Мне чудилось, будто некое всемогущее существо принуждает меня хранить
верность майору, ибо миг угасания моей любви к нему станет мигом моей
гибели. И даже если, находясь подле него, я испытывал удовольствие, то и
тогда меня не покидали страх и чувство невыносимого гнета, которые держали
меня в чудовищном напряжении и заставляли трепетать. Когда я подолгу
оставался с ним наедине, когда он обходился со мною особенно дружелюбно и,
как то бывало не раз, рассказывал всевозможные диковинные истории,
неподвижно устремив на меня взор и держа мою руку в своей, -- это
необъяснимое состояние нередко доводило меня до полного изнеможения. Я
чувствовал себя больным и близким к беспамятству.
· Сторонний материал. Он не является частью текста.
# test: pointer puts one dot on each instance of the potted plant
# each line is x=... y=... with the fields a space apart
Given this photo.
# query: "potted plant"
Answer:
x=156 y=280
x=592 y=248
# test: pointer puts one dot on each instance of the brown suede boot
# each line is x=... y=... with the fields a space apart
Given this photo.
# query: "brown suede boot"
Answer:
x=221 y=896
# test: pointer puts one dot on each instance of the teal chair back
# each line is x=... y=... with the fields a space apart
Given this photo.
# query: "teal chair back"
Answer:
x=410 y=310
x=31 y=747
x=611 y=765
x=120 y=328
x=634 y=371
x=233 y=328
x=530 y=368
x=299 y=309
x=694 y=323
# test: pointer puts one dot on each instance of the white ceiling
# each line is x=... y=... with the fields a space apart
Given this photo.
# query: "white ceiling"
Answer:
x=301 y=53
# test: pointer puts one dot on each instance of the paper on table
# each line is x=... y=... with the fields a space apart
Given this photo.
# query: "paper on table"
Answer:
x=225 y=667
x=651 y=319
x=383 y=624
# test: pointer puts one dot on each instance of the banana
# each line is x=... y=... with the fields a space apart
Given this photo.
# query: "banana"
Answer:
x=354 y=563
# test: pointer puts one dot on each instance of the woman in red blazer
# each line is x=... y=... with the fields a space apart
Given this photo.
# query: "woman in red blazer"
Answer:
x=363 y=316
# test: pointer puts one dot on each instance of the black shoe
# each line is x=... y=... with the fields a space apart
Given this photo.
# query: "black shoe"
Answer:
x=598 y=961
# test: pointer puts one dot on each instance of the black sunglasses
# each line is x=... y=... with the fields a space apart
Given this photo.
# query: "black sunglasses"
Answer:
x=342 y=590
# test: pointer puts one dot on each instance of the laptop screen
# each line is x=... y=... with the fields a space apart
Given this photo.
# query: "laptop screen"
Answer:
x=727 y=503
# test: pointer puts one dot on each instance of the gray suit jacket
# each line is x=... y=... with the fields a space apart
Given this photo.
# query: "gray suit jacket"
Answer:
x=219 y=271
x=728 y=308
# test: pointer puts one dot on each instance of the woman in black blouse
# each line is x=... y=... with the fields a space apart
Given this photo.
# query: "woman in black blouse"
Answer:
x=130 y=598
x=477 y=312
Я опускаю все те
удивительные сцены, что разыгрывались между мною и моим наставником и
повелителем, например, когда он делил со мной мои ребяческие забавы,
старательно помогая мне строить неприступную крепость, которую я возводил в
парке по всем правилам фортификационного искусства, и перехожу к главному.
Случилось это -- я помню точно -- в ночь с восьмого на девятое сентября 17..
года: мне очень живо, словно то было наяву, привиделось во сне, будто майор
тихонько отворяет дверь моей комнаты, неторопливо подходит к кровати и,
жутко глядя на меня ввалившимися черными глазами, кладет правую руку мне на
лоб и веки, но я тем не менее вижу, как он стоит передо мной. Я застонал от
ощущения тяжкого гнета и страха, и тогда он вымолвил глухим голосом: "Бедное
дитя человеческое! Признай же наконец своего владыку и повелителя! К чему ты
мечешься, тщетно пытаясь вырваться из кабалы! Я -- твой бог, я вижу тебя
насквозь, а все, что ты скрываешь или пытаешься сокрыть в своей душе, лежит
передо мною как на ладони. А дабы впредь ты не осмеливался даже усомниться в
моей власти над тобой, о жалкий червь, я сейчас самым зримым образом
проникну в сокровенную мастерскую твоего разума". Я вдруг заметил у него в
руке какой-то острый раскаленный инструмент, который он вонзил мне в мозг.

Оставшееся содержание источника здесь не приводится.